I believe my kids are proud that their mom is passionate about her work and recognized and celebrated in the community, but they tell me I talk about yoga way too much! They have tried my teen classes but prefer to just do the relaxing poses and massage at home. I don’t push it, but I am hopeful that they will discover a style of yoga and/or meditation that they like and incorporate it into their lives some day.

 

What words of advice do you have for women seeking to reinvent themselves in midlife?

Be patient. Do not be in a rush. Since, as women, our time may be limited and certainly our attention is divided, it may take us a longer time to finish a program or “work our way up.” I believe that our unique experiences as women and mothers shape us and provide us with a perspective that you cannot read in a book.

Deb-Wineman-action-indoors

 

What words of advice do you have for those interested in pursuing your path?

Check out different styles of yoga.
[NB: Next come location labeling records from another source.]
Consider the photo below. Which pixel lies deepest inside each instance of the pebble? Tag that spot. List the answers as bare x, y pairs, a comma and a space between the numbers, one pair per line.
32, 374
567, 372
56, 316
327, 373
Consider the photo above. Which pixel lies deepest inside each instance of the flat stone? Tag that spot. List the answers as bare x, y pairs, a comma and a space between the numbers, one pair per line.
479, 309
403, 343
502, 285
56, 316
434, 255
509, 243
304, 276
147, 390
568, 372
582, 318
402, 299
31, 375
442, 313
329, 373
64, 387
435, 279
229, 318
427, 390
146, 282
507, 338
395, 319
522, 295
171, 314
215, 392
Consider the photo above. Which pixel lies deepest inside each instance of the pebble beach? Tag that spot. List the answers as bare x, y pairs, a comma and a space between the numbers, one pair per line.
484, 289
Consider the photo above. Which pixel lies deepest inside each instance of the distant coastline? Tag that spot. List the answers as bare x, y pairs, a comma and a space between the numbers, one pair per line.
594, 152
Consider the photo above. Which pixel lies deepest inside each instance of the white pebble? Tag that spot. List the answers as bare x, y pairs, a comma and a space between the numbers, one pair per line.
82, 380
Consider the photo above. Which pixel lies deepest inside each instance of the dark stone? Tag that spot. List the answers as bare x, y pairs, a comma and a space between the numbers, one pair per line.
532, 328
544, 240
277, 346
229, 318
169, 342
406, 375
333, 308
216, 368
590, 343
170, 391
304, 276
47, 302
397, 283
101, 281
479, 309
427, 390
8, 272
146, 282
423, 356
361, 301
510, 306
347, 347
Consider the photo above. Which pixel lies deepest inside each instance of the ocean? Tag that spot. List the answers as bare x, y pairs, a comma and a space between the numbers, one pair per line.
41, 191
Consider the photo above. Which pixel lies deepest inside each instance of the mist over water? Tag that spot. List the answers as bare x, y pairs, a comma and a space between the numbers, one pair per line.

Commit to your practice. Be open, be humble, be patient. Just start taking a variety of classes and start reading books about yoga, meditation, spirituality and Eastern philosophy. Resources are abundant online, from smart and humorous blogs to guided meditations to practice videos.

Find a respected yoga program. There are many different certification programs offered. The one I took was 14 months long and from a reputable Chicago school of yoga with a faculty of very experienced teachers. It was accredited by the Yoga Alliance. While there are currently no federal or state-mandated requirements to teach yoga, it is very important to have a firm grasp on anatomy, sequencing, and the benefits and contraindications of poses and breath work before teaching.

Before committing to a school, talk to people who have done the training and take some classes at the studio that is offering the training to make sure that you feel comfortable and inspired.

Being a good yoga instructor requires a lot of discipline, devotion to your own personal practice, and experience teaching all different types of students. Most of the level 1 teacher-training programs are 200 hours. My first training probably added up to 1000 hours. This included tests, such as anatomy, and lots of practice teaching and video review.

Self-care is very important when teaching yoga, as it can get very tiring, especially when I don’t practice what I am teaching.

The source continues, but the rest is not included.